T. - fyi before you but any educational software know also there are many great websites out there that are free too i.e. Cool Math 4 Kids.com. Scout out those before you spend any money. Save the money for the trips to the museum, etc. =-) Enjoy! T.



answers from Benton Harbor on

My son had a V-smile at age 4. They have a portable one which is great for longer road trips. They are a lot of educational games. He is now 7 and I regret to say that at this age most of his friends have a DS. The daycare that he is at lets them play everyday, once in the morning and in the afternoon when they are waiting for their parents to pick them up. When you walk into the room they are all lined up against the wall all playing. I wish that he would spend a little less time on it, but being and only child in a neighborhood where there are not a lot of kids his age to play with it seems that is what he wants to do.



answers from Miami on

I have a child the same age and I personally think it should be educational and so I bought the V-Smile Motion with educational and fun games.



answers from Miami on

Never get her one! It ruins children's visual processing skills by having them fixate on one place on the screen. I promise you every kid who has these things is in vision therapy! One eye eventually gets lazy and turns in because children's eyes are still developing till they are 8 or 9. Sceens of all kinds set up bad habits and addiction to them. The brain keeps sending out that norepinephrine...the addiction hormone. Kids can live very happily w/o them. Get kids outside more so they have to use their far vision and not their near vision.

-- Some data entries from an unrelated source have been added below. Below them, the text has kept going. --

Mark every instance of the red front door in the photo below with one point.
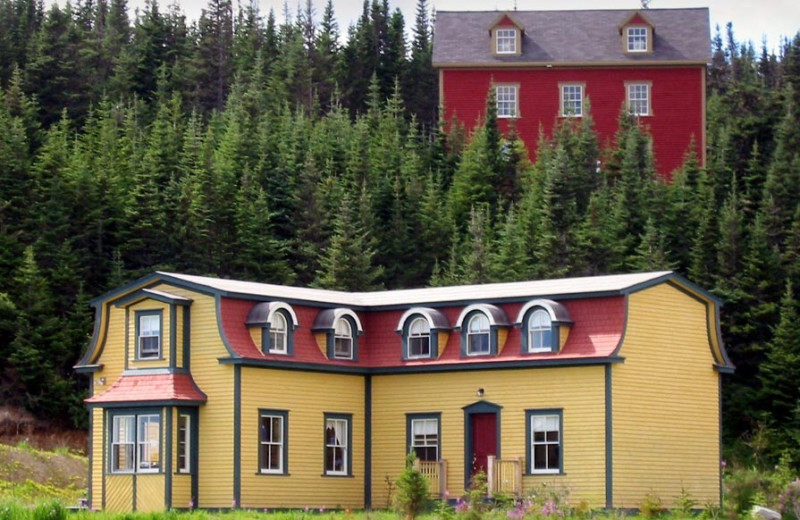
(484, 439)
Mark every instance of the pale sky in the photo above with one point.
(752, 21)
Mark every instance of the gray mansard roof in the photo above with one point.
(462, 38)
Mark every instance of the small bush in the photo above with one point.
(412, 495)
(651, 506)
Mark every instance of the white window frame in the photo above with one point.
(276, 438)
(638, 95)
(572, 99)
(123, 437)
(505, 40)
(507, 101)
(148, 443)
(479, 319)
(421, 436)
(337, 445)
(343, 339)
(543, 423)
(184, 443)
(539, 325)
(419, 333)
(637, 37)
(278, 333)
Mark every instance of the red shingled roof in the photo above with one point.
(151, 387)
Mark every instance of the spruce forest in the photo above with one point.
(286, 149)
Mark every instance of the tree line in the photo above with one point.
(240, 147)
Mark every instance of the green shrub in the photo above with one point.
(412, 495)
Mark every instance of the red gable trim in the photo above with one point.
(150, 388)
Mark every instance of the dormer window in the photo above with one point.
(637, 39)
(506, 35)
(337, 332)
(637, 34)
(277, 321)
(343, 340)
(483, 330)
(478, 335)
(420, 328)
(506, 41)
(545, 325)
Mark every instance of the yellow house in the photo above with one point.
(217, 393)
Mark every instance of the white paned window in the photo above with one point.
(572, 100)
(272, 443)
(478, 335)
(506, 99)
(506, 41)
(336, 449)
(184, 443)
(149, 336)
(637, 39)
(148, 453)
(545, 443)
(639, 99)
(343, 340)
(425, 438)
(540, 332)
(123, 438)
(278, 334)
(419, 339)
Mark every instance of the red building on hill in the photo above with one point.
(546, 65)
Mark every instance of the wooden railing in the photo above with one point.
(436, 472)
(504, 476)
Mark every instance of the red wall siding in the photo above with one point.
(677, 103)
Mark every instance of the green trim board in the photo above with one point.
(609, 438)
(368, 442)
(437, 367)
(169, 413)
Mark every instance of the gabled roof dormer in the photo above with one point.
(637, 33)
(506, 35)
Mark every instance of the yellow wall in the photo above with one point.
(307, 397)
(665, 402)
(578, 390)
(119, 493)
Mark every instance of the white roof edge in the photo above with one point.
(526, 289)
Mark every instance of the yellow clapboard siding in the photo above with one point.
(307, 397)
(665, 402)
(119, 493)
(182, 491)
(150, 492)
(579, 391)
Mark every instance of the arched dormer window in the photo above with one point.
(343, 339)
(544, 326)
(278, 322)
(420, 328)
(341, 328)
(480, 325)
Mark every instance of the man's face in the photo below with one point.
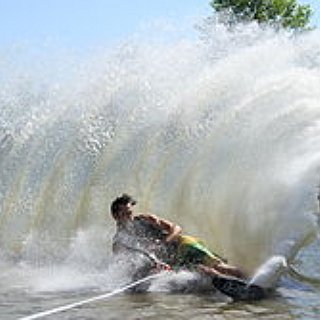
(125, 211)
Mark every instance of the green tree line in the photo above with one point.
(288, 14)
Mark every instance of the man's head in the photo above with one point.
(122, 205)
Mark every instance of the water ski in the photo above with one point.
(238, 289)
(263, 280)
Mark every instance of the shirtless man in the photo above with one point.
(162, 238)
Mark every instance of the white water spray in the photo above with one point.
(223, 138)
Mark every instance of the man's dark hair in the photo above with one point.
(122, 200)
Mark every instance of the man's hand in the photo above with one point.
(163, 266)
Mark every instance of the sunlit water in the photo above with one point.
(220, 135)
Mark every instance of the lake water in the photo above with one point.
(221, 135)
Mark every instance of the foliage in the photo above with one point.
(279, 13)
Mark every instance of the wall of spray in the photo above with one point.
(221, 136)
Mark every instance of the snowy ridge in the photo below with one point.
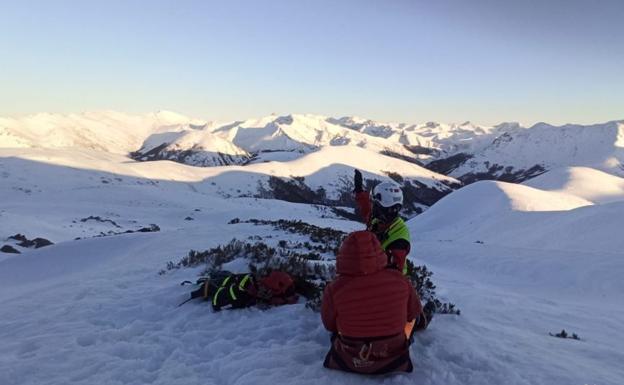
(588, 183)
(105, 131)
(544, 147)
(519, 260)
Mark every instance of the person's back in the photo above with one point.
(367, 308)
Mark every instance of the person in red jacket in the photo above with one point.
(366, 308)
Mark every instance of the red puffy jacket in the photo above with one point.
(367, 307)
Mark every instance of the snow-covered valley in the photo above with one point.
(520, 260)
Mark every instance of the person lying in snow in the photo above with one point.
(226, 290)
(367, 308)
(380, 211)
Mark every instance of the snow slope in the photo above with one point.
(95, 310)
(105, 131)
(547, 147)
(588, 183)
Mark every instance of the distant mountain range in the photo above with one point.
(466, 151)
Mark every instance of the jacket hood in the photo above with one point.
(360, 254)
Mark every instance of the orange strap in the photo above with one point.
(408, 328)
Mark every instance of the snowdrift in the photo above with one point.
(584, 182)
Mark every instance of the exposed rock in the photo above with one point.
(9, 249)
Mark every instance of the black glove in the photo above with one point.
(357, 182)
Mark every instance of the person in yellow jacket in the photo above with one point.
(380, 211)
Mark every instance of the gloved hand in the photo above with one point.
(357, 181)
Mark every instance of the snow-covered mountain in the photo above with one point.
(519, 154)
(466, 151)
(519, 260)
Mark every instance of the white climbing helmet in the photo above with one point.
(388, 194)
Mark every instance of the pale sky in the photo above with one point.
(486, 61)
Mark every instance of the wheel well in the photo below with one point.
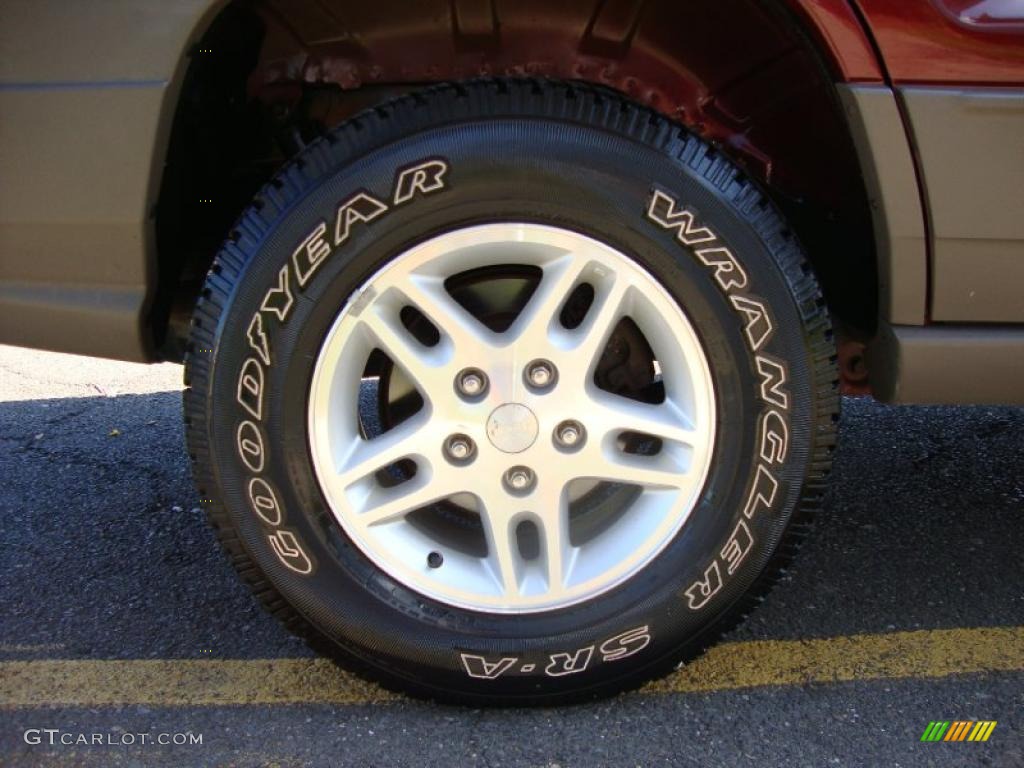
(271, 75)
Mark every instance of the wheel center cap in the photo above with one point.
(512, 428)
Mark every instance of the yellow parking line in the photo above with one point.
(928, 653)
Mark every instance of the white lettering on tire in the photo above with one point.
(306, 258)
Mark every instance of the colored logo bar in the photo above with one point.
(958, 730)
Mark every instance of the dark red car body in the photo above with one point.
(888, 131)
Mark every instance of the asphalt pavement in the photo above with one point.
(119, 614)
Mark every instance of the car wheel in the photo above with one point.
(510, 392)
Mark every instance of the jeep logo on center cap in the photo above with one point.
(512, 428)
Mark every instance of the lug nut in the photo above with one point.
(519, 479)
(540, 374)
(569, 434)
(459, 448)
(471, 382)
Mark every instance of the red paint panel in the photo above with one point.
(953, 42)
(840, 34)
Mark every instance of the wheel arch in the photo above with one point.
(756, 79)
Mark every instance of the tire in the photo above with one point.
(706, 258)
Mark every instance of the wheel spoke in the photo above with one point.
(590, 339)
(421, 364)
(532, 326)
(503, 551)
(389, 504)
(365, 457)
(654, 472)
(611, 415)
(555, 546)
(467, 336)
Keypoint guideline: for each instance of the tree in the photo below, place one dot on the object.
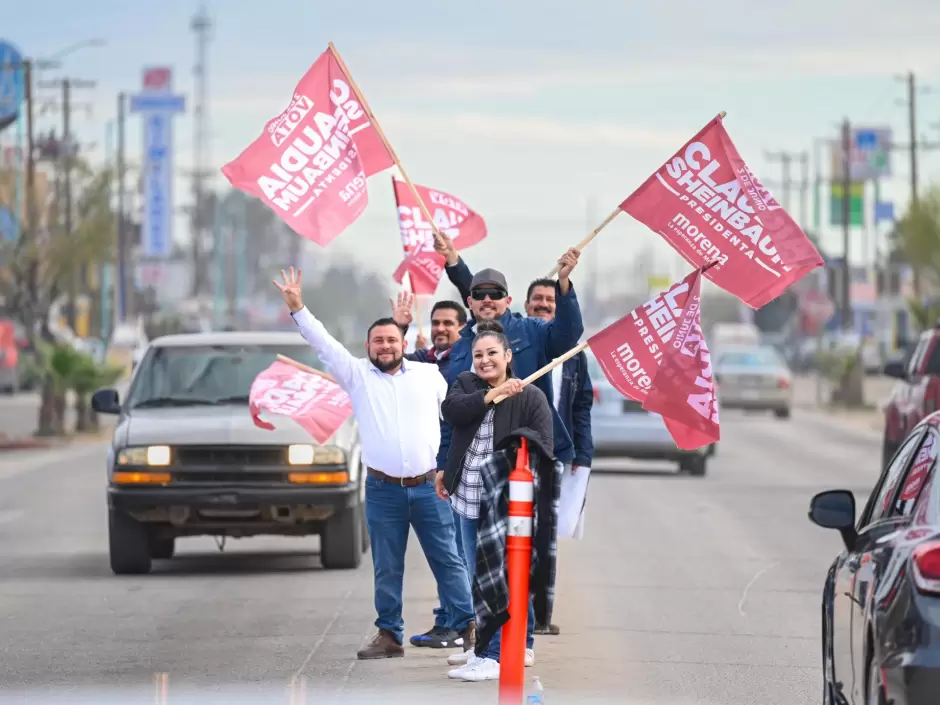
(41, 262)
(917, 236)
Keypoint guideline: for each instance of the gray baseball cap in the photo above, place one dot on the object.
(489, 277)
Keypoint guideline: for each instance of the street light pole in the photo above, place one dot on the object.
(67, 195)
(122, 223)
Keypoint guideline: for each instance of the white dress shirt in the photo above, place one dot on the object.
(398, 415)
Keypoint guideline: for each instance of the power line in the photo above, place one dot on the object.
(786, 160)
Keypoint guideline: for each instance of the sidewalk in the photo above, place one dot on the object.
(19, 415)
(812, 393)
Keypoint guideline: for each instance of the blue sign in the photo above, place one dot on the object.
(11, 84)
(157, 106)
(867, 140)
(157, 233)
(157, 102)
(884, 211)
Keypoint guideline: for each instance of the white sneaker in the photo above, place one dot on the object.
(461, 658)
(480, 669)
(458, 672)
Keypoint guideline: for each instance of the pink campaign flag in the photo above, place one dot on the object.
(708, 204)
(657, 355)
(311, 162)
(452, 217)
(314, 401)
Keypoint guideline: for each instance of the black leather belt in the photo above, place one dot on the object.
(403, 481)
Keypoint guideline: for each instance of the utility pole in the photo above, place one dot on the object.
(67, 195)
(201, 24)
(846, 222)
(804, 189)
(912, 122)
(121, 288)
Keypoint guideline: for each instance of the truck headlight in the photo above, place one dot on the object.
(154, 456)
(306, 454)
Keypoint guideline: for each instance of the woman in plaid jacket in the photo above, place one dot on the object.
(480, 426)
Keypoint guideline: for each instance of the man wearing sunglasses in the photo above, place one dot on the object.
(534, 341)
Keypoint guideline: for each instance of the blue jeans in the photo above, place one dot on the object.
(391, 510)
(467, 537)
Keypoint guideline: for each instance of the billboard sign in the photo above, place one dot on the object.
(11, 84)
(157, 104)
(870, 155)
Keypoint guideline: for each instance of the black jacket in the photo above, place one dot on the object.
(464, 410)
(574, 408)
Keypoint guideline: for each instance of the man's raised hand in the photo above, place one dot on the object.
(401, 309)
(291, 289)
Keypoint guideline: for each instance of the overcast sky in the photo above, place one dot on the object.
(526, 110)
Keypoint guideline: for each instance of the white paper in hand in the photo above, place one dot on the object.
(571, 505)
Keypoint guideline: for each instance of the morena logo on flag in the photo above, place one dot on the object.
(157, 79)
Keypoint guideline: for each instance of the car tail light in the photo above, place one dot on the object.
(926, 560)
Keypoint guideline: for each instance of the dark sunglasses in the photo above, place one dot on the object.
(494, 294)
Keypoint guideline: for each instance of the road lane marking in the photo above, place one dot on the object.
(750, 584)
(316, 646)
(32, 459)
(8, 516)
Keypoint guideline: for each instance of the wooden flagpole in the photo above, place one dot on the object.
(388, 145)
(548, 368)
(607, 221)
(304, 368)
(410, 282)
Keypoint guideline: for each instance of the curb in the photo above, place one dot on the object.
(841, 425)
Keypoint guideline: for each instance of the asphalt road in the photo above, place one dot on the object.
(683, 590)
(19, 414)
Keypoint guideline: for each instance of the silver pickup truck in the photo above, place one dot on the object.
(186, 458)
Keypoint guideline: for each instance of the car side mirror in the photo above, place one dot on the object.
(835, 509)
(895, 369)
(106, 401)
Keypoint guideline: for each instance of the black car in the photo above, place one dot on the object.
(881, 600)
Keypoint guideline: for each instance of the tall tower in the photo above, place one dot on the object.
(201, 25)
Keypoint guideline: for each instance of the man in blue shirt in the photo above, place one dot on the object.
(574, 393)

That's why it was different for us growing up because we played games outside for many hours and then came in and watched a show on TV and it didn't affect us. Today's kids are doing waaay toomuch near work and screen time so it is hurting academics before they even get to school. Think twice, as I work with these kids and you don't want it for your kids. I know this sounds crazy but the better thing to do would be for them to have crawling races, crawling games and any crawling they can do.